La epidemia de amnesia
empeoró exponencialmente.
Pronto comenzaron los
temores del infernal castigo. Incluso los sacerdotes anunciaban con
seguridad el juicio final y la verdadera vida junto a Dios. Incluso
cada vez que una persona asistía nuevamente a la exposición decía:
"cada vez se ven más fieros", "nos miran como si nos
conocieran"; otros, bromistas, vociferaban "me parece
recordar a aquel de tu sueño, la otra vez". El propietario del
museo hacía nada al respecto, en cambio alentaba esas frases, a
pesar del precario estado de salud que presentaba, porque cada noche
le costaba más trabajo mantener quietas a sus bestias ansiosas.
Una tarde el artífice
apareció sin vida, deshuesado, en frente de su casa.
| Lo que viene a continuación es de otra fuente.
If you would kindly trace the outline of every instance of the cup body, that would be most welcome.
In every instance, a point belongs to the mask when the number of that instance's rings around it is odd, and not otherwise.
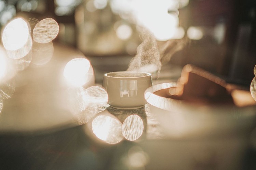
[[[109,104],[120,109],[134,109],[147,103],[144,97],[146,89],[152,86],[151,74],[137,71],[106,73],[103,87],[109,96]]]

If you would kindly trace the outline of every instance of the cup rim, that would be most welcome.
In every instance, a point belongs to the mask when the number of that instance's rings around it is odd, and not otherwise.
[[[139,76],[138,77],[115,77],[113,76],[111,76],[110,75],[108,75],[108,74],[110,74],[111,73],[124,73],[124,72],[127,72],[127,73],[143,73],[143,74],[145,74],[146,75],[143,75],[143,76]],[[112,72],[109,72],[108,73],[106,73],[104,74],[104,76],[105,77],[107,77],[108,78],[111,78],[113,79],[135,79],[135,78],[143,78],[144,77],[147,77],[148,76],[151,76],[151,74],[147,72],[143,72],[142,71],[113,71]]]

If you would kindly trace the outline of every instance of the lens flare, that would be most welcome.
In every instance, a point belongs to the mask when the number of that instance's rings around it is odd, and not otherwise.
[[[132,169],[144,168],[148,163],[148,155],[139,146],[132,147],[128,153],[127,164]]]
[[[99,115],[92,123],[93,132],[99,139],[111,144],[117,143],[123,139],[122,123],[110,116]]]
[[[141,136],[144,128],[142,120],[138,115],[133,115],[125,120],[122,126],[122,132],[127,139],[135,140]]]
[[[82,86],[88,81],[90,62],[84,58],[77,58],[70,61],[66,65],[63,75],[73,85]]]
[[[23,19],[18,18],[11,21],[4,28],[2,40],[6,50],[16,50],[25,45],[29,36],[28,24]]]
[[[53,44],[52,41],[47,43],[33,42],[33,58],[31,63],[36,65],[43,65],[49,62],[53,55]]]
[[[0,96],[3,99],[10,98],[15,91],[15,81],[11,79],[0,85]]]
[[[187,31],[188,38],[190,39],[198,40],[202,39],[203,33],[200,28],[195,27],[190,27]]]
[[[32,60],[32,53],[30,51],[28,54],[20,58],[10,58],[9,61],[14,66],[18,71],[24,70],[30,64]]]
[[[0,95],[0,113],[2,112],[2,109],[3,108],[3,98],[2,97],[2,96]]]
[[[4,51],[0,48],[0,80],[5,75],[7,70],[7,59]]]
[[[100,87],[92,86],[86,89],[87,95],[84,100],[90,102],[90,105],[98,107],[107,104],[108,100],[108,93]]]
[[[82,87],[70,88],[68,92],[68,105],[79,124],[86,123],[109,106],[108,94],[100,87],[91,86],[86,89]]]
[[[53,40],[59,33],[59,25],[55,20],[48,18],[40,21],[33,31],[34,41],[39,43],[47,43]]]
[[[252,81],[251,83],[251,87],[250,87],[250,90],[252,96],[256,101],[256,77],[255,77]]]
[[[119,38],[125,40],[131,37],[132,30],[129,26],[123,24],[117,28],[116,33],[116,35]]]
[[[88,101],[84,99],[87,94],[86,90],[82,87],[70,88],[67,90],[67,104],[73,115],[84,111],[88,105]]]

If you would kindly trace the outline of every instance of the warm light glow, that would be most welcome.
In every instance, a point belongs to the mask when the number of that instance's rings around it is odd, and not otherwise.
[[[190,39],[199,40],[202,39],[203,34],[202,30],[199,28],[190,27],[187,31],[187,36]]]
[[[90,0],[87,2],[85,5],[86,10],[89,12],[94,12],[97,10],[94,6],[94,2],[93,0]]]
[[[46,18],[35,26],[33,38],[34,41],[39,43],[47,43],[55,38],[58,33],[58,23],[52,18]]]
[[[3,108],[3,98],[2,97],[2,96],[0,95],[0,113],[2,112],[2,109]]]
[[[4,25],[16,15],[16,9],[14,5],[8,5],[1,13],[0,22],[2,25]]]
[[[64,69],[63,75],[73,85],[82,86],[88,81],[87,73],[90,67],[90,62],[84,58],[74,58],[69,61]]]
[[[15,82],[13,80],[2,83],[0,85],[0,96],[3,99],[11,98],[15,91]]]
[[[138,71],[142,72],[147,72],[152,74],[157,72],[158,67],[155,64],[152,64],[145,65],[138,69]]]
[[[136,146],[129,150],[128,154],[129,166],[132,168],[144,167],[148,162],[148,156],[141,147]]]
[[[61,6],[73,6],[76,4],[76,0],[55,0],[55,3]]]
[[[7,70],[7,59],[4,53],[3,49],[0,49],[0,80],[4,76]]]
[[[123,24],[117,28],[116,33],[117,37],[121,39],[125,40],[131,37],[132,30],[129,26]]]
[[[14,59],[18,59],[24,57],[30,51],[32,44],[31,37],[29,35],[27,42],[22,47],[16,50],[6,50],[8,56],[9,58]]]
[[[108,4],[107,0],[94,0],[94,6],[97,9],[102,10],[106,7]]]
[[[173,6],[174,1],[132,1],[131,10],[138,24],[152,32],[157,40],[172,39],[178,26],[176,15],[168,14],[168,9]]]
[[[85,89],[82,87],[71,88],[67,92],[68,106],[71,113],[73,115],[79,114],[86,108],[89,102],[84,100],[87,95]]]
[[[68,106],[79,124],[86,123],[109,106],[106,92],[100,87],[78,87],[70,88],[67,92]]]
[[[124,121],[122,126],[124,136],[129,140],[135,140],[142,134],[144,126],[143,121],[138,115],[128,116]]]
[[[97,116],[93,121],[92,128],[93,132],[98,138],[109,143],[118,143],[123,138],[122,123],[110,116]]]
[[[106,91],[98,86],[92,86],[86,89],[87,95],[84,100],[90,102],[90,105],[97,107],[107,104],[108,97]]]
[[[20,71],[24,70],[30,64],[32,60],[32,52],[30,51],[24,57],[19,59],[10,58],[9,61],[14,66],[16,70]]]
[[[53,54],[53,45],[52,41],[48,43],[39,43],[34,41],[32,48],[33,58],[31,62],[37,65],[43,65],[49,62]]]
[[[255,77],[251,83],[250,90],[252,96],[256,101],[256,77]]]
[[[68,6],[57,6],[55,12],[58,16],[63,16],[71,14],[73,10],[73,8]]]
[[[3,44],[5,49],[16,50],[27,43],[29,37],[28,24],[22,18],[10,22],[4,28],[2,35]]]

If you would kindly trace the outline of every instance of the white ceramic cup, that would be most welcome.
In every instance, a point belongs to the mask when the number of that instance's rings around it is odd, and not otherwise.
[[[137,71],[118,71],[106,73],[103,87],[109,96],[109,104],[114,108],[134,109],[147,102],[144,92],[152,86],[150,73]]]

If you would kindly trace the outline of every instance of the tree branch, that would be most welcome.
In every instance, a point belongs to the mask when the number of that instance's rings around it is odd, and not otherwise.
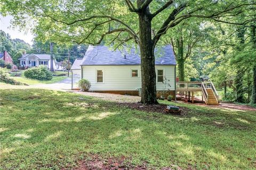
[[[167,2],[165,3],[163,6],[162,6],[161,8],[156,10],[154,13],[151,14],[151,18],[153,18],[155,17],[156,15],[157,15],[158,13],[164,10],[165,9],[168,7],[170,5],[171,5],[172,3],[173,3],[173,0],[169,0]]]
[[[132,3],[131,2],[130,0],[125,0],[125,2],[127,4],[127,6],[128,6],[128,7],[129,8],[129,10],[131,12],[138,12],[139,11],[139,10],[136,9]]]
[[[145,0],[143,4],[138,8],[139,11],[143,10],[147,6],[148,6],[148,5],[149,5],[149,4],[151,3],[152,1],[153,0]]]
La policía
indagó quién podría ser el culpable de tal atrocidad, pero no
hallaron pista alguna. La casa estaba intacta, salvo una nueva tinta
roja (que nadie percibió) en las garras de las terroríficas
esculturas, diversos cuadros –en los que todos reconocieron algo de
sus pesadillas, puesto que las escenas eran idénticas; aunque, tal
vez el parecido lo causaba la superstición– y una nueva alimaña
en la exposición.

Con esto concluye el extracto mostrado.